Most investors who desire exposure to Mexico, do so through Blackrock's iShares MSCI Mexico Capped ETF (NYSEARCA:EWW). This ETF is skewed toward more established and larger companies; 10 companies comprise 58% of value. One company, America Movil, comprises 16% of EWW. Another concern regarding EWW is valuation of the underlying securities. EWW's PE ratio is a whopping 26x trailing earnings (as mentioned, these are not tech companies and others typically associated with high PE's). I cannot identify expected growth rate, so the PEG (PE/Growth) is not available. Less than 1% of the firms were "technology". Mexico is about resource exploitation, selling to the locals and making things.
Over the past five years, EWW has grown by 74%, which is certainly respectable, but significantly less than the 100% increase of the S&P 500 over the same period.
Over the past 12 months, the ETF has also underperformed the S&P 500 by more than 10%.

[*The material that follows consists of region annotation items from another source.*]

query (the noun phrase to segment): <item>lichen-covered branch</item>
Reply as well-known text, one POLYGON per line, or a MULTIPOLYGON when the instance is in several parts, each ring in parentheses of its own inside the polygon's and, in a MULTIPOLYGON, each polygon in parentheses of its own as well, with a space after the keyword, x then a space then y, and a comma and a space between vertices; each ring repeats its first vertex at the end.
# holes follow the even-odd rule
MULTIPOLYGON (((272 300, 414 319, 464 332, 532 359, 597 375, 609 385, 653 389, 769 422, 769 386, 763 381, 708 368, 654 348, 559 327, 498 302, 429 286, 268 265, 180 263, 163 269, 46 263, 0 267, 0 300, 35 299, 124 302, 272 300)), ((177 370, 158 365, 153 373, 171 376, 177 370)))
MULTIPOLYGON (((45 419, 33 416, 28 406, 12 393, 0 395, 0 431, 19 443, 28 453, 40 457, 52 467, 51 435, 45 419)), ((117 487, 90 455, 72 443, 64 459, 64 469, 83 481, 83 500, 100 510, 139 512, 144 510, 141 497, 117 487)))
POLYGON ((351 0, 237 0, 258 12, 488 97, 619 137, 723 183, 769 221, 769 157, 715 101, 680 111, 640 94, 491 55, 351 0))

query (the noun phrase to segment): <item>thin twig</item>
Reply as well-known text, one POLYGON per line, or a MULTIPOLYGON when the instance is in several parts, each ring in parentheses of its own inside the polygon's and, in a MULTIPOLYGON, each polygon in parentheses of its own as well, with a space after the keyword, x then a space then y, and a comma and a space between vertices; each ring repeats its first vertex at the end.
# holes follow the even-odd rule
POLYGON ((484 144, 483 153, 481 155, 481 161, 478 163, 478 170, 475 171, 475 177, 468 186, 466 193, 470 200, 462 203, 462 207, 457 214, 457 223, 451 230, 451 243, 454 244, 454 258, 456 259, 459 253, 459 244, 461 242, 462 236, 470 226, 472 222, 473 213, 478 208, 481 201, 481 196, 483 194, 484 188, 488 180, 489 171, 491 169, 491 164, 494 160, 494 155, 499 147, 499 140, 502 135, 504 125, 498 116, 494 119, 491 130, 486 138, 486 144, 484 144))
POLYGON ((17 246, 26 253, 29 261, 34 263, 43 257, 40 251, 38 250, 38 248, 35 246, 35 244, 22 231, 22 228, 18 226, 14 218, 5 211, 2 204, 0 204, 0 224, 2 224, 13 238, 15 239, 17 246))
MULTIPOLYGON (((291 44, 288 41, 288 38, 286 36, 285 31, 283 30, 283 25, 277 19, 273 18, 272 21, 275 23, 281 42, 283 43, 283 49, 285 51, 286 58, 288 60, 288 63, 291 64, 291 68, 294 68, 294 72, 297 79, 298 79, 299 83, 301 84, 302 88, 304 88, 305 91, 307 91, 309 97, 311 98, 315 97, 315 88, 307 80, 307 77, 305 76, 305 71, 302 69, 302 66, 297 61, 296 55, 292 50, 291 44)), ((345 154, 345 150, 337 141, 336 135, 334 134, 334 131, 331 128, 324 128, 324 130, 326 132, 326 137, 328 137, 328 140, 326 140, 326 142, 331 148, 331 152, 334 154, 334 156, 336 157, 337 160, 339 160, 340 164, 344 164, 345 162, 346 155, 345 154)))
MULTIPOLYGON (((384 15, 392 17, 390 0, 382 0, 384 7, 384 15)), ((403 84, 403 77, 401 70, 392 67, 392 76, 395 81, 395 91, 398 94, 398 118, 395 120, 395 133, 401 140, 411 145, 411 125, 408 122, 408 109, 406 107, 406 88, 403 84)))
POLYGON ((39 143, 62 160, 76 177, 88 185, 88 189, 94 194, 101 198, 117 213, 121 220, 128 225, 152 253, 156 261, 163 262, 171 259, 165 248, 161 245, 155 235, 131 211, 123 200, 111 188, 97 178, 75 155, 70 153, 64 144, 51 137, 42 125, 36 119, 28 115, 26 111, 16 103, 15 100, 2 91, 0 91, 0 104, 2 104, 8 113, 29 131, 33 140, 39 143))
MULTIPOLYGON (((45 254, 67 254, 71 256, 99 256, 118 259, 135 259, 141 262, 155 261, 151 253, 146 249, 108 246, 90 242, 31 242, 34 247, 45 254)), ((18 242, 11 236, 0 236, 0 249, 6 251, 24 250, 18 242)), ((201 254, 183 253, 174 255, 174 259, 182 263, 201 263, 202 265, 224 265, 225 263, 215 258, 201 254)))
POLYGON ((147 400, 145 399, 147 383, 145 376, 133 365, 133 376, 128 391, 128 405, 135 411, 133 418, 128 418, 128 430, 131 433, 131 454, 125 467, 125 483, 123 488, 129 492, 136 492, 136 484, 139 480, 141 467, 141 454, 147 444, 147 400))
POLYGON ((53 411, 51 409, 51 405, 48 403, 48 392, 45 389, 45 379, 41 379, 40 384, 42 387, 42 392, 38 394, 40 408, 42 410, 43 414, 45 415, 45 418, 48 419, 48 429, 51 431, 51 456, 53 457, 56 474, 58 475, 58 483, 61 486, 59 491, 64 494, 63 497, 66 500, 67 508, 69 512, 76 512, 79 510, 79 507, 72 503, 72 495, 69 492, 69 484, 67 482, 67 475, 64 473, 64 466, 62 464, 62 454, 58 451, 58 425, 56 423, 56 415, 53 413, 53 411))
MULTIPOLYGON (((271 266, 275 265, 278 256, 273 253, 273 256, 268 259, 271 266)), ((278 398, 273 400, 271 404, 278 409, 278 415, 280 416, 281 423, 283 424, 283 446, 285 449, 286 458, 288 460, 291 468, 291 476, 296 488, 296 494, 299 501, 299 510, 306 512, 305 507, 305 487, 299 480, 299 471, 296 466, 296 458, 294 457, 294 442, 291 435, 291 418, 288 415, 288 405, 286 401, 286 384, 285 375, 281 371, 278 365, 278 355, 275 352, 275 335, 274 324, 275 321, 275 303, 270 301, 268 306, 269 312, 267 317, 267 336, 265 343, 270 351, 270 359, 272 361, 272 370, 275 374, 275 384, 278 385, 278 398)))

In summary, I am grateful my travels dispelled my outdated opinions of Mexico. It truly is a dynamic country, doing many of the right things to propel itself forward. Leadership at the top, as well as the elites, are generally supportive of reform. The hard-working masses should benefit from increased opportunities, more consumer goods and (hopefully) better educational prospects, all of which are positive from an economic and consumption perspective.
The main way to invest, with any sort of a diversified portfolio, is the closed-end fund ETF, EWW. However, multiples are rich. On the plus side, if the changes to the macro-economic environment occur as many predict, earnings will grow and investors should be rewarded.
The author wrote this article as an expression of his thoughts and it is not designed to suggest an investor buy or sell a security. All investors should conduct their own due diligence and make their own investment decisions.
Disclosure: The author has no positions in any stocks mentioned, but may initiate a long position in EWW over the next 72 hours. The author wrote this article themselves, and it expresses their own opinions. The author is not receiving compensation for it (other than from Seeking Alpha). The author has no business relationship with any company whose stock is mentioned in this article.